Squeezing GSM transmitters into a pregnant lamp post is one option - though most upright rods you see at the side of the road are actually sewer chimneys. Pretending they are trees is another, but the required network equipment generally gives the game away. Once we talk about putting up antennae for WiMAX, and all other services looking to fill the digital dividend, we're going to have to find smarter places to put our aerials.

Which is where Space Data Corp comes in: it owns some spectrum in the 900MHz band, and rather than build a network of transmitters it just attaches its cell sites to hydrogen balloons and pays local farmers $50 a time to launch them, usually one every day keeping around ten covering the whole southern US from a height of around 24km (between 80 and 100 thousand feet). The balloons last a day, after which they pop and the kit parachutes down to be collected by hobbyists, with GPS equipment, who get $100 a time for returning the $2,500 equipment package.
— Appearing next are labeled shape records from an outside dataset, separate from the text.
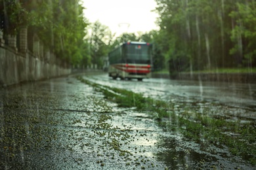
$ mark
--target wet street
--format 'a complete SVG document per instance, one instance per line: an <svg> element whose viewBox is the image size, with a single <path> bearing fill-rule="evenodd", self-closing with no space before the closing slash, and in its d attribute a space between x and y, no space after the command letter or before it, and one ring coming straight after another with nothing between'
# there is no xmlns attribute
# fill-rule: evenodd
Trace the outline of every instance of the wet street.
<svg viewBox="0 0 256 170"><path fill-rule="evenodd" d="M186 103L230 120L256 120L255 84L81 77L169 101L179 109ZM0 169L256 169L225 146L190 141L146 110L117 107L75 76L0 91Z"/></svg>

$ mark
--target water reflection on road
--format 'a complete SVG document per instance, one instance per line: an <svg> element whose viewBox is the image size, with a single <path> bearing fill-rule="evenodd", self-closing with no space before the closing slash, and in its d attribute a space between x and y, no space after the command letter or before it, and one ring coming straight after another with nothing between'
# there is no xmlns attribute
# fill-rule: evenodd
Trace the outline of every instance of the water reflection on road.
<svg viewBox="0 0 256 170"><path fill-rule="evenodd" d="M148 78L114 80L107 75L93 75L91 80L102 85L142 93L145 96L181 102L200 101L221 103L244 112L249 118L256 119L256 84L232 82L175 80L166 78Z"/></svg>

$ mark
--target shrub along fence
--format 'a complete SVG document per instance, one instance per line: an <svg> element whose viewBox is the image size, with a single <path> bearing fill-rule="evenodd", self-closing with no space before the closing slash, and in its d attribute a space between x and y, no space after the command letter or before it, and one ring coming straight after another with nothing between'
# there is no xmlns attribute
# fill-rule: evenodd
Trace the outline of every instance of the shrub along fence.
<svg viewBox="0 0 256 170"><path fill-rule="evenodd" d="M70 73L70 65L44 48L36 33L31 36L27 27L15 36L5 35L0 31L0 86Z"/></svg>

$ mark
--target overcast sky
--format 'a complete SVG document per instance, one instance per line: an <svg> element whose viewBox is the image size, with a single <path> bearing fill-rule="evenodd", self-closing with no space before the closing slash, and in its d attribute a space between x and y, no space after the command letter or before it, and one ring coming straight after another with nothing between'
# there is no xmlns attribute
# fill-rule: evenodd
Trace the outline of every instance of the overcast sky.
<svg viewBox="0 0 256 170"><path fill-rule="evenodd" d="M90 22L96 20L120 35L158 29L158 14L154 0L83 0L85 16ZM125 23L124 24L120 24Z"/></svg>

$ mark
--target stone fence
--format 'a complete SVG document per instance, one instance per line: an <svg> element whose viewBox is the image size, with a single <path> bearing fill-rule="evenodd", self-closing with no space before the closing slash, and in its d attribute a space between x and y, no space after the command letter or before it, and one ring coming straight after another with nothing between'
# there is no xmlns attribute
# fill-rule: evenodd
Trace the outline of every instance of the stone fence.
<svg viewBox="0 0 256 170"><path fill-rule="evenodd" d="M20 30L18 36L5 37L0 31L0 86L71 73L70 65L44 48L36 34L30 40L32 50L28 49L26 27Z"/></svg>

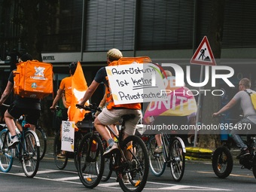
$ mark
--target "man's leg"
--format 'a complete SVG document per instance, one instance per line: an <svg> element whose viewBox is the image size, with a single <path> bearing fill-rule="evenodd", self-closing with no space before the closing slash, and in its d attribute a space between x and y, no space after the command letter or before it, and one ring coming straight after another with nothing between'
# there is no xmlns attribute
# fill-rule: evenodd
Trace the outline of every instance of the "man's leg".
<svg viewBox="0 0 256 192"><path fill-rule="evenodd" d="M15 123L14 121L14 117L12 117L8 111L5 113L5 123L7 126L8 127L10 133L12 136L16 136L16 131L15 131Z"/></svg>
<svg viewBox="0 0 256 192"><path fill-rule="evenodd" d="M246 118L243 118L241 121L239 121L235 126L239 127L239 125L241 123L251 123L252 122ZM246 134L246 131L243 130L243 133L241 132L239 130L235 130L233 129L231 130L231 136L233 140L236 142L236 146L240 149L241 153L236 157L237 159L240 158L241 157L243 157L245 155L249 154L249 151L248 150L247 145L244 143L244 142L242 140L240 136L238 134Z"/></svg>
<svg viewBox="0 0 256 192"><path fill-rule="evenodd" d="M15 131L15 123L14 121L14 117L8 113L8 111L5 113L5 123L8 127L10 133L11 134L11 142L8 144L9 148L14 148L19 143L19 139L16 135Z"/></svg>

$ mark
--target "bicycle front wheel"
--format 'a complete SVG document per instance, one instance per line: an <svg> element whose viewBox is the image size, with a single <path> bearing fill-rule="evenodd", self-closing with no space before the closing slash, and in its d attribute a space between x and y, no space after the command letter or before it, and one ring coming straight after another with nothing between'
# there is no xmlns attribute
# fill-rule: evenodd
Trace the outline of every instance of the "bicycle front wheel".
<svg viewBox="0 0 256 192"><path fill-rule="evenodd" d="M11 141L10 132L5 129L0 133L0 168L2 172L11 170L14 162L14 148L9 148L8 143Z"/></svg>
<svg viewBox="0 0 256 192"><path fill-rule="evenodd" d="M179 181L181 180L185 169L185 156L181 141L177 138L174 139L169 148L172 175L175 181Z"/></svg>
<svg viewBox="0 0 256 192"><path fill-rule="evenodd" d="M149 166L154 175L160 176L164 172L166 163L164 160L164 151L161 154L154 152L157 146L156 139L153 136L148 142Z"/></svg>
<svg viewBox="0 0 256 192"><path fill-rule="evenodd" d="M78 151L81 141L82 140L83 135L75 132L75 151L74 151L74 161L75 166L77 170L78 170Z"/></svg>
<svg viewBox="0 0 256 192"><path fill-rule="evenodd" d="M68 155L62 156L63 151L61 150L60 133L56 135L53 143L53 157L55 164L59 169L63 169L68 163ZM62 154L63 155L63 154Z"/></svg>
<svg viewBox="0 0 256 192"><path fill-rule="evenodd" d="M98 185L104 172L102 142L93 133L86 134L78 153L78 174L82 184L93 188Z"/></svg>
<svg viewBox="0 0 256 192"><path fill-rule="evenodd" d="M107 141L105 139L102 140L102 144L103 144L103 149L105 151L105 149L108 148ZM103 172L103 175L102 178L102 181L107 181L112 175L111 165L113 164L114 158L112 156L109 158L104 158L104 162L105 162L105 166L104 166L104 172Z"/></svg>
<svg viewBox="0 0 256 192"><path fill-rule="evenodd" d="M25 175L32 178L38 172L40 162L40 148L36 144L36 134L32 131L25 133L25 148L22 148L22 166Z"/></svg>
<svg viewBox="0 0 256 192"><path fill-rule="evenodd" d="M131 136L123 140L120 148L124 156L119 154L116 171L120 187L123 191L142 191L149 171L146 145L141 138ZM123 182L124 175L128 176L129 183Z"/></svg>
<svg viewBox="0 0 256 192"><path fill-rule="evenodd" d="M47 139L44 130L41 127L35 128L35 132L38 136L40 142L40 160L41 160L46 152Z"/></svg>

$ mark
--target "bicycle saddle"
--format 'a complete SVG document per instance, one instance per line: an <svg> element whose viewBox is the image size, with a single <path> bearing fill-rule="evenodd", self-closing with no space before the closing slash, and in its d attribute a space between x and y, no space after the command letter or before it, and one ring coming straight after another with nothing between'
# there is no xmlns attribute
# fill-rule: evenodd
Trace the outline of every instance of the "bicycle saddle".
<svg viewBox="0 0 256 192"><path fill-rule="evenodd" d="M135 114L123 114L122 117L123 120L127 120L130 119L133 119L135 117Z"/></svg>

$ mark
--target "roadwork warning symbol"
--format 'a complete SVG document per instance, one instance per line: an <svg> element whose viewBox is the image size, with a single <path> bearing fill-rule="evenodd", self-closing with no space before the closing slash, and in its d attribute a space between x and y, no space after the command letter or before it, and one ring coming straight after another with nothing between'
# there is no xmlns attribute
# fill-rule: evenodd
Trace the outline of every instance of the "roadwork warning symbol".
<svg viewBox="0 0 256 192"><path fill-rule="evenodd" d="M194 54L191 64L199 64L206 66L216 66L215 59L209 44L206 36L204 36L202 42L199 45L196 53Z"/></svg>

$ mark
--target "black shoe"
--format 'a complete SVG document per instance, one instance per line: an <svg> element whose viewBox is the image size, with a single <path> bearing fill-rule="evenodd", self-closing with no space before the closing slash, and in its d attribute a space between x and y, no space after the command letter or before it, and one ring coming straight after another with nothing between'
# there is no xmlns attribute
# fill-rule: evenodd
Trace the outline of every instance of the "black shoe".
<svg viewBox="0 0 256 192"><path fill-rule="evenodd" d="M241 153L236 157L236 159L240 159L241 157L248 154L250 154L250 151L248 150L248 148L246 148L241 151Z"/></svg>

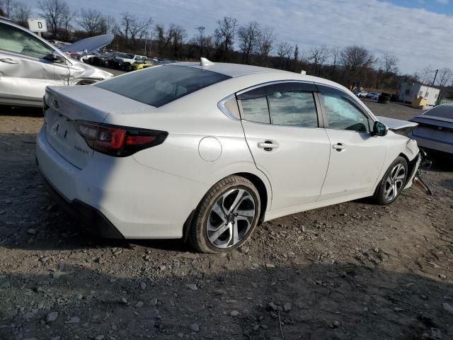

When he we asked Google if it indeed has an eye on Space Data, it didn't respond. But its interest isn't surprising, especially if the search megabeast is serious about grabbing a chunk of 700MHz; but the more meteorologically-inclined will have noticed that Space Data Corp.'s model requires a reasonably predictable wind pattern, making expansion into the UK - or indeed deployment beyond the southern US - unlikely.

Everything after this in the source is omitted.